I remember my first visit to Israel. They asked if I wanted my passport stamped. I knew that having the stamp would prevent me from entering certain countries and I told the lady at passport control to stamp mine as any country that didn't want an Israeli stamp was a country I didn't care to visit. The option, as I found out later, was that they would stamp a piece of paper and place it in the passport, leaving no evidence.

My original passport, from 1971, as a full page devoted to a country that no longer exists - the DDR. East Germany. Needless to say, that one is a souvenir that I won't lose.

I spent quite a bit of time on border patrol on the West German side. The SOFA agreements on border activity had some very interesting rules. For example, the wearing of helmets and body armor were forbidden and considered an offensive action, even though carrying locked and loaded assault rifles were not. If we were to be captured on the DDR side of the border (it's easy to get on the wrong side, not all of the border is well marked) we were not allowed to talk to the East Germans. Only the Soviets.

There is a pretty good movie, based on a true story of two families who escaped East Germany via a home made hot air balloon. Having talked to many defectors, and for that matter just observing over the wall on high ground, the account of life in the movie was fairly accurate. It's called Night Crossing.
 
My original passport, from 1971, as a full page devoted to a country that no longer exists - the DDR. East Germany. Needless to say, that one is a souvenir that I won't lose.
Yep, we came back through Berlin on the same trip. I've been to a few countries that don't exist in the same form including E/W Germany, Russia, Ukraine, Rhodesia, and Hong Kong. Last time I was in South Africa, they were still in the throws of apartheid.
 
Haters gotta hate. It was a hell of a long time ago....

Come on, you weren't old enough back then to have senior dementia yet.

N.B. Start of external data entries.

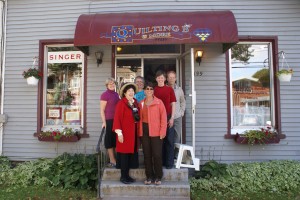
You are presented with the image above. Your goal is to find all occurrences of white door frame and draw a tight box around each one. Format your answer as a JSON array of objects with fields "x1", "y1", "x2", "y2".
[{"x1": 177, "y1": 48, "x2": 196, "y2": 154}]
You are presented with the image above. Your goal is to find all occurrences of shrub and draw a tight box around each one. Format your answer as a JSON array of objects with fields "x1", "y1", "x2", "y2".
[
  {"x1": 0, "y1": 153, "x2": 97, "y2": 189},
  {"x1": 46, "y1": 153, "x2": 97, "y2": 189},
  {"x1": 190, "y1": 161, "x2": 300, "y2": 195}
]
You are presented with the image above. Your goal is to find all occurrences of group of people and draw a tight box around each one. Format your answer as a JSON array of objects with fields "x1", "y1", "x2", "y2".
[{"x1": 100, "y1": 71, "x2": 185, "y2": 185}]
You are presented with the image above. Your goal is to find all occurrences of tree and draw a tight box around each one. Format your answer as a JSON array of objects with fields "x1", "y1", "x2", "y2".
[
  {"x1": 252, "y1": 69, "x2": 270, "y2": 87},
  {"x1": 231, "y1": 44, "x2": 254, "y2": 64}
]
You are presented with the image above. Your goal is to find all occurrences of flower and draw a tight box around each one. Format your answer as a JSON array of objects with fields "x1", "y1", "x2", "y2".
[
  {"x1": 23, "y1": 67, "x2": 43, "y2": 79},
  {"x1": 39, "y1": 127, "x2": 82, "y2": 140},
  {"x1": 276, "y1": 69, "x2": 294, "y2": 77},
  {"x1": 235, "y1": 126, "x2": 278, "y2": 145}
]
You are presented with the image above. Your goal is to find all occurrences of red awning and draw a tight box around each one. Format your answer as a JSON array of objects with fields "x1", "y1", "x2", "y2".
[{"x1": 74, "y1": 11, "x2": 238, "y2": 53}]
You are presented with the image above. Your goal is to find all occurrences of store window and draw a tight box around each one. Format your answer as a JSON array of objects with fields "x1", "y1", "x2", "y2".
[
  {"x1": 230, "y1": 42, "x2": 276, "y2": 134},
  {"x1": 41, "y1": 45, "x2": 84, "y2": 131}
]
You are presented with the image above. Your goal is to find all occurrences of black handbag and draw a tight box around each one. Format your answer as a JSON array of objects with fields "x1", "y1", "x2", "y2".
[{"x1": 96, "y1": 127, "x2": 105, "y2": 153}]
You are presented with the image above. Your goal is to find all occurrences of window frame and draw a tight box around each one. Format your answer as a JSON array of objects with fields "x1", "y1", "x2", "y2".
[
  {"x1": 35, "y1": 39, "x2": 89, "y2": 138},
  {"x1": 224, "y1": 36, "x2": 285, "y2": 139}
]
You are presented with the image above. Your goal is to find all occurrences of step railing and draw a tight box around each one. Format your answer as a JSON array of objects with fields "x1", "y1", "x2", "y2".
[{"x1": 96, "y1": 128, "x2": 107, "y2": 198}]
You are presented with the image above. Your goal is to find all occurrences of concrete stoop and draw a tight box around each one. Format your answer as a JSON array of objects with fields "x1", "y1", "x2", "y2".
[{"x1": 100, "y1": 169, "x2": 190, "y2": 200}]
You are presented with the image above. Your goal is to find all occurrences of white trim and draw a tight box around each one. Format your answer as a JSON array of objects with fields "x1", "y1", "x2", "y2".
[{"x1": 0, "y1": 0, "x2": 7, "y2": 156}]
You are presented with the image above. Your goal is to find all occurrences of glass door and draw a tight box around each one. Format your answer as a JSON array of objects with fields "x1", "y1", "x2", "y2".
[
  {"x1": 177, "y1": 48, "x2": 196, "y2": 153},
  {"x1": 143, "y1": 58, "x2": 176, "y2": 84},
  {"x1": 116, "y1": 58, "x2": 143, "y2": 91}
]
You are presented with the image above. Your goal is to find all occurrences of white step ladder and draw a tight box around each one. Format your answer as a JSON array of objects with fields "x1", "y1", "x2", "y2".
[{"x1": 175, "y1": 143, "x2": 200, "y2": 171}]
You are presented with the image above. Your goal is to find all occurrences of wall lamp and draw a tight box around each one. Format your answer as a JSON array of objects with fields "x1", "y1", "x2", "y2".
[
  {"x1": 95, "y1": 51, "x2": 104, "y2": 67},
  {"x1": 195, "y1": 50, "x2": 203, "y2": 66}
]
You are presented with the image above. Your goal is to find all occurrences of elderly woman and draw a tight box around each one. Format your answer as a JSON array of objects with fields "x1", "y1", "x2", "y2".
[
  {"x1": 113, "y1": 83, "x2": 140, "y2": 184},
  {"x1": 100, "y1": 78, "x2": 120, "y2": 167},
  {"x1": 139, "y1": 83, "x2": 167, "y2": 185}
]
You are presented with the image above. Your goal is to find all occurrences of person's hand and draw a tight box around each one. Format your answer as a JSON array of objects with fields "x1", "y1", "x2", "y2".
[
  {"x1": 118, "y1": 135, "x2": 124, "y2": 143},
  {"x1": 168, "y1": 117, "x2": 174, "y2": 128}
]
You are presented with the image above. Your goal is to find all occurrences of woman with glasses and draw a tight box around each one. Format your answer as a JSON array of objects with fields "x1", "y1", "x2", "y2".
[
  {"x1": 139, "y1": 82, "x2": 167, "y2": 185},
  {"x1": 113, "y1": 83, "x2": 140, "y2": 184},
  {"x1": 100, "y1": 78, "x2": 120, "y2": 167}
]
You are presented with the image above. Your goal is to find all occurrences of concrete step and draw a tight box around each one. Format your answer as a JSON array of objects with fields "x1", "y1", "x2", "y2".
[
  {"x1": 102, "y1": 168, "x2": 189, "y2": 181},
  {"x1": 101, "y1": 180, "x2": 190, "y2": 200}
]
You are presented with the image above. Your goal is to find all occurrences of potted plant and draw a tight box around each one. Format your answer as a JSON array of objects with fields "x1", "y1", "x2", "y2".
[
  {"x1": 38, "y1": 127, "x2": 81, "y2": 142},
  {"x1": 235, "y1": 127, "x2": 280, "y2": 145},
  {"x1": 276, "y1": 69, "x2": 293, "y2": 82},
  {"x1": 23, "y1": 67, "x2": 43, "y2": 85}
]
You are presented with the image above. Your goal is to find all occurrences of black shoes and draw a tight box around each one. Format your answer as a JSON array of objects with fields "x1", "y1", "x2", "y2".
[
  {"x1": 127, "y1": 176, "x2": 135, "y2": 183},
  {"x1": 120, "y1": 178, "x2": 131, "y2": 184},
  {"x1": 120, "y1": 176, "x2": 135, "y2": 184}
]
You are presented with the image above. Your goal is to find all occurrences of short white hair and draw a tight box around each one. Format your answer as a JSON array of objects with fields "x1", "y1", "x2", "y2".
[{"x1": 105, "y1": 77, "x2": 116, "y2": 87}]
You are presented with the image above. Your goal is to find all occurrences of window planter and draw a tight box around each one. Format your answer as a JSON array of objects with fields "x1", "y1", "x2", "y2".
[
  {"x1": 38, "y1": 135, "x2": 81, "y2": 142},
  {"x1": 26, "y1": 76, "x2": 39, "y2": 86},
  {"x1": 277, "y1": 72, "x2": 292, "y2": 82},
  {"x1": 234, "y1": 134, "x2": 280, "y2": 145}
]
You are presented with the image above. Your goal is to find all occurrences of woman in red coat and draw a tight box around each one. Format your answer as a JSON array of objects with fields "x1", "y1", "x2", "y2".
[{"x1": 113, "y1": 83, "x2": 140, "y2": 184}]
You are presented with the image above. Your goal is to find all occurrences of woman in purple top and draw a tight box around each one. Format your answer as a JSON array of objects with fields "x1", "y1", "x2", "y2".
[{"x1": 100, "y1": 78, "x2": 120, "y2": 167}]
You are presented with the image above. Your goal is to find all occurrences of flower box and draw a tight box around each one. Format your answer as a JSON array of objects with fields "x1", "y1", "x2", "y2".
[
  {"x1": 234, "y1": 134, "x2": 280, "y2": 144},
  {"x1": 26, "y1": 76, "x2": 39, "y2": 86},
  {"x1": 38, "y1": 135, "x2": 81, "y2": 142}
]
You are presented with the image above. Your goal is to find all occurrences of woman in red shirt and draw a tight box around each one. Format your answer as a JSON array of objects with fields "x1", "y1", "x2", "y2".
[
  {"x1": 113, "y1": 83, "x2": 140, "y2": 184},
  {"x1": 139, "y1": 83, "x2": 167, "y2": 185}
]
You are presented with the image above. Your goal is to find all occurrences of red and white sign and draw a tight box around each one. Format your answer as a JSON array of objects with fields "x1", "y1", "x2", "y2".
[{"x1": 48, "y1": 51, "x2": 84, "y2": 63}]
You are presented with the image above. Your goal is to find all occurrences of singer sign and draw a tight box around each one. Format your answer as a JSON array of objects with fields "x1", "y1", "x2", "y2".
[{"x1": 48, "y1": 51, "x2": 84, "y2": 63}]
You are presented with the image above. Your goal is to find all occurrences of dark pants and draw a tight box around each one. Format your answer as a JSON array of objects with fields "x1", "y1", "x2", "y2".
[
  {"x1": 117, "y1": 152, "x2": 139, "y2": 179},
  {"x1": 142, "y1": 123, "x2": 163, "y2": 179},
  {"x1": 163, "y1": 116, "x2": 175, "y2": 168}
]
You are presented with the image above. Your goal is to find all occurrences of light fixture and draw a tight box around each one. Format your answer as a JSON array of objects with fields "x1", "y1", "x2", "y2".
[
  {"x1": 95, "y1": 51, "x2": 104, "y2": 67},
  {"x1": 195, "y1": 50, "x2": 203, "y2": 66},
  {"x1": 117, "y1": 46, "x2": 122, "y2": 52}
]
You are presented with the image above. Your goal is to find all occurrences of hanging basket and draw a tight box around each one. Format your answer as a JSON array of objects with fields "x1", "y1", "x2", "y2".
[
  {"x1": 278, "y1": 73, "x2": 292, "y2": 82},
  {"x1": 276, "y1": 51, "x2": 293, "y2": 82},
  {"x1": 26, "y1": 76, "x2": 39, "y2": 86}
]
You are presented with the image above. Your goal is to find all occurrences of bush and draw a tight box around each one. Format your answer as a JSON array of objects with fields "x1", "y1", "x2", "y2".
[
  {"x1": 0, "y1": 153, "x2": 97, "y2": 190},
  {"x1": 190, "y1": 161, "x2": 300, "y2": 195},
  {"x1": 47, "y1": 153, "x2": 97, "y2": 189}
]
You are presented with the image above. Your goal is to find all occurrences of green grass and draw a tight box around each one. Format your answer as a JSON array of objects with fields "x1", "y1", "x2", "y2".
[
  {"x1": 0, "y1": 186, "x2": 97, "y2": 200},
  {"x1": 191, "y1": 188, "x2": 300, "y2": 200}
]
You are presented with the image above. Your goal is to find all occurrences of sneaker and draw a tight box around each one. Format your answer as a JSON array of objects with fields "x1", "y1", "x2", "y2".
[
  {"x1": 127, "y1": 176, "x2": 135, "y2": 183},
  {"x1": 144, "y1": 178, "x2": 152, "y2": 185},
  {"x1": 154, "y1": 178, "x2": 161, "y2": 185},
  {"x1": 120, "y1": 178, "x2": 132, "y2": 184}
]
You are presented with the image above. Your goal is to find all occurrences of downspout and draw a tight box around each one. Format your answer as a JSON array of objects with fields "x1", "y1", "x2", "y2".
[{"x1": 0, "y1": 0, "x2": 7, "y2": 156}]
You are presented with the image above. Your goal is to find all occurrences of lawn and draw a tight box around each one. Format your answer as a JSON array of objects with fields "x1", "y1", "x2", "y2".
[
  {"x1": 191, "y1": 188, "x2": 300, "y2": 200},
  {"x1": 0, "y1": 186, "x2": 97, "y2": 200}
]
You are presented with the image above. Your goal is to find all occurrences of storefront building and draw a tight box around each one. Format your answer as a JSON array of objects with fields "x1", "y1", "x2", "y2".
[{"x1": 0, "y1": 0, "x2": 300, "y2": 162}]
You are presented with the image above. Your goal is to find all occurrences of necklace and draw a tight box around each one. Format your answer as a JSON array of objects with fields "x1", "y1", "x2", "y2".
[{"x1": 145, "y1": 98, "x2": 153, "y2": 106}]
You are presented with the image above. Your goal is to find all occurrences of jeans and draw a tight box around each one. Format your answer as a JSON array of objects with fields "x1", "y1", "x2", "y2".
[{"x1": 163, "y1": 117, "x2": 175, "y2": 168}]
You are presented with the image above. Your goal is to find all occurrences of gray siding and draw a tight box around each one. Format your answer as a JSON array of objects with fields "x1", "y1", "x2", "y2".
[{"x1": 3, "y1": 0, "x2": 300, "y2": 162}]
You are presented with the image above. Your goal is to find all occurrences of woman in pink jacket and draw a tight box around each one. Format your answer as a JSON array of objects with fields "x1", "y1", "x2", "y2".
[{"x1": 139, "y1": 82, "x2": 167, "y2": 185}]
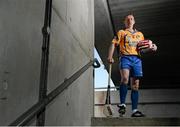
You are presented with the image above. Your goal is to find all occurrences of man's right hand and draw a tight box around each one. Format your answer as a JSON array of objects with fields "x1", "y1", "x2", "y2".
[{"x1": 107, "y1": 57, "x2": 114, "y2": 63}]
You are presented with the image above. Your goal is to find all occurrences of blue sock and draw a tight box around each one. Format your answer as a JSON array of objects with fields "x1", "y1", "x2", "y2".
[
  {"x1": 131, "y1": 90, "x2": 139, "y2": 110},
  {"x1": 119, "y1": 84, "x2": 128, "y2": 104}
]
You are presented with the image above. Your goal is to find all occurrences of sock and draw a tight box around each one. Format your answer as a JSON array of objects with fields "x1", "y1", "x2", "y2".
[
  {"x1": 131, "y1": 90, "x2": 139, "y2": 111},
  {"x1": 119, "y1": 84, "x2": 128, "y2": 104}
]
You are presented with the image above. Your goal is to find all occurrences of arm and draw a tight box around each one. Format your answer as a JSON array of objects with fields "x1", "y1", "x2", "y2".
[{"x1": 107, "y1": 44, "x2": 115, "y2": 63}]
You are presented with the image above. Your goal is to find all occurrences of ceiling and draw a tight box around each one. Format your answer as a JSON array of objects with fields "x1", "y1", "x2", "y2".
[{"x1": 95, "y1": 0, "x2": 180, "y2": 88}]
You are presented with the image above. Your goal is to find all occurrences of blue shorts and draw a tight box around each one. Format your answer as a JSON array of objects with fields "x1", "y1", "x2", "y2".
[{"x1": 119, "y1": 56, "x2": 143, "y2": 77}]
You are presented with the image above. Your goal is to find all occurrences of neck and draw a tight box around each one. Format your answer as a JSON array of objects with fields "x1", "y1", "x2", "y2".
[{"x1": 126, "y1": 27, "x2": 134, "y2": 32}]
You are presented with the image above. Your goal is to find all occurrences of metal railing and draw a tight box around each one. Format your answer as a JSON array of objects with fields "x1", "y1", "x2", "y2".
[{"x1": 10, "y1": 59, "x2": 100, "y2": 126}]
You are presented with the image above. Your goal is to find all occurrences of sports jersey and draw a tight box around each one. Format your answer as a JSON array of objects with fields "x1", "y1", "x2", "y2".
[{"x1": 112, "y1": 29, "x2": 144, "y2": 55}]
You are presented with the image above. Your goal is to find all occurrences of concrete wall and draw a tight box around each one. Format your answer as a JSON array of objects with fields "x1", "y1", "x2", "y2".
[
  {"x1": 0, "y1": 0, "x2": 94, "y2": 126},
  {"x1": 0, "y1": 0, "x2": 45, "y2": 125},
  {"x1": 46, "y1": 0, "x2": 94, "y2": 125}
]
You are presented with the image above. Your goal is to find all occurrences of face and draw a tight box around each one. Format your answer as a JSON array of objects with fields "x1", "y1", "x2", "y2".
[{"x1": 124, "y1": 15, "x2": 135, "y2": 28}]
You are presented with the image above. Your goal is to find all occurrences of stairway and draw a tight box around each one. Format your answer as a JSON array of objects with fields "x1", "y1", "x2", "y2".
[
  {"x1": 91, "y1": 117, "x2": 180, "y2": 126},
  {"x1": 91, "y1": 89, "x2": 180, "y2": 126}
]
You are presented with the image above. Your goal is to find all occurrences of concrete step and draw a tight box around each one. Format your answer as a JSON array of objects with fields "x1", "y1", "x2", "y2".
[
  {"x1": 91, "y1": 117, "x2": 180, "y2": 126},
  {"x1": 94, "y1": 89, "x2": 180, "y2": 118}
]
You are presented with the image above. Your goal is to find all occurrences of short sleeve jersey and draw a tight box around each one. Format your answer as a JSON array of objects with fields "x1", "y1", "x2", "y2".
[{"x1": 112, "y1": 29, "x2": 144, "y2": 55}]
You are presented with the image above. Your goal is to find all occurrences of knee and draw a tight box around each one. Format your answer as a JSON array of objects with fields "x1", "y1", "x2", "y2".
[{"x1": 121, "y1": 77, "x2": 129, "y2": 84}]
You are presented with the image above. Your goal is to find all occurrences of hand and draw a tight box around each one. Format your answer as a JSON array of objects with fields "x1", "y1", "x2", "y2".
[
  {"x1": 107, "y1": 57, "x2": 114, "y2": 63},
  {"x1": 151, "y1": 44, "x2": 157, "y2": 52}
]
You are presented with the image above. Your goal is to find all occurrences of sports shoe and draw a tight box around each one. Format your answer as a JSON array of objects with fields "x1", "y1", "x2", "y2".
[
  {"x1": 117, "y1": 105, "x2": 126, "y2": 116},
  {"x1": 131, "y1": 111, "x2": 145, "y2": 117}
]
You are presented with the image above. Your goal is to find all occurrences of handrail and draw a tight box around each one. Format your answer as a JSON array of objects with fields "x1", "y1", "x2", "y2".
[
  {"x1": 9, "y1": 59, "x2": 100, "y2": 126},
  {"x1": 94, "y1": 101, "x2": 180, "y2": 106},
  {"x1": 36, "y1": 0, "x2": 52, "y2": 126}
]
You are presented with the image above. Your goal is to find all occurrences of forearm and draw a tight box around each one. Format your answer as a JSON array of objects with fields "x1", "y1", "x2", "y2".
[{"x1": 108, "y1": 44, "x2": 115, "y2": 62}]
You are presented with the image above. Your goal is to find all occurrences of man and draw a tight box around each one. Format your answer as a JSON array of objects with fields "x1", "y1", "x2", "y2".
[{"x1": 108, "y1": 14, "x2": 157, "y2": 117}]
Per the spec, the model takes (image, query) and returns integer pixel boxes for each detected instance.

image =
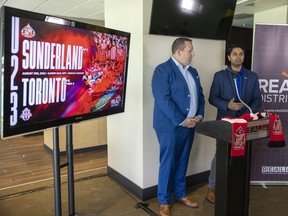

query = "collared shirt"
[172,57,198,117]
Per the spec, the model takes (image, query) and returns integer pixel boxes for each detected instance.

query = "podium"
[195,118,269,216]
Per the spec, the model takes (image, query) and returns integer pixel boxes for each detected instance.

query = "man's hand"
[182,116,203,128]
[228,98,244,111]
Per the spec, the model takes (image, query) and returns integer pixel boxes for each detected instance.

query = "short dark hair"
[227,44,245,56]
[172,37,192,54]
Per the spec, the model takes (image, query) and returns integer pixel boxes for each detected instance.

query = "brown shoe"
[177,197,199,208]
[205,188,215,204]
[160,205,171,216]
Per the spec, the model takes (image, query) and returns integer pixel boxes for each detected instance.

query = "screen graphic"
[3,8,130,137]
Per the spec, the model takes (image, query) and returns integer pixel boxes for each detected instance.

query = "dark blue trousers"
[156,127,195,205]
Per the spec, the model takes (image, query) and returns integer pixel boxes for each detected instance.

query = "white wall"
[104,0,143,187]
[254,5,288,25]
[105,0,225,188]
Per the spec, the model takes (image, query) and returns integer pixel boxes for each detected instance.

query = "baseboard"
[107,166,209,201]
[44,144,107,156]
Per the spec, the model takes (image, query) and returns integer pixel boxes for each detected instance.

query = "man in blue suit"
[206,45,262,203]
[152,38,205,216]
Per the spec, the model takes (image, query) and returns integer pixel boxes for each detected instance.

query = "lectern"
[195,118,270,216]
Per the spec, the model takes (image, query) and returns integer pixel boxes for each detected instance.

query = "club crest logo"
[21,23,36,38]
[234,126,246,149]
[273,115,283,135]
[20,107,32,121]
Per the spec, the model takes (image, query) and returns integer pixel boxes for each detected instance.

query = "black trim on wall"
[107,166,210,201]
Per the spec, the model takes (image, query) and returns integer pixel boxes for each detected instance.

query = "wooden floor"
[0,134,107,190]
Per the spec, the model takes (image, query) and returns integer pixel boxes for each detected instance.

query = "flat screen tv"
[149,0,237,40]
[1,7,130,138]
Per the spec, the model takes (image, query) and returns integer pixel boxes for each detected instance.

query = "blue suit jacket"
[209,68,262,119]
[152,58,205,132]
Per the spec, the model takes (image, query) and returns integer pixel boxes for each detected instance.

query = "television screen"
[149,0,237,40]
[1,7,130,138]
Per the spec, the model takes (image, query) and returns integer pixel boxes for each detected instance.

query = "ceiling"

I remember it happening but I wasn't a pilot when it happened so I didn't pay it a whole lot of attention.
 
Rust's misadventure was a huge boon for then Soviet President Gorbachev
Matias himself has been a bit at loose ends. Journalists who interviewed him in '87 described him as "psychologically unstable and unworldly in a dangerous manner."

After he returned to Germany, he was performing his community service (required of all young Germans) working in a hospital. He asked a female coworker for a date, she said no, so he stabbed her... she barely survived. It's telling that he wasn't criminally prosecuted, but committed to a psychiatric hospital.

Since then, he's been arrested a couple of times for shoplifting. Rust recently described himself as a professional poker player and analyst at a Swiss investment bank... The bank was surprised to discover he considered himself their employee.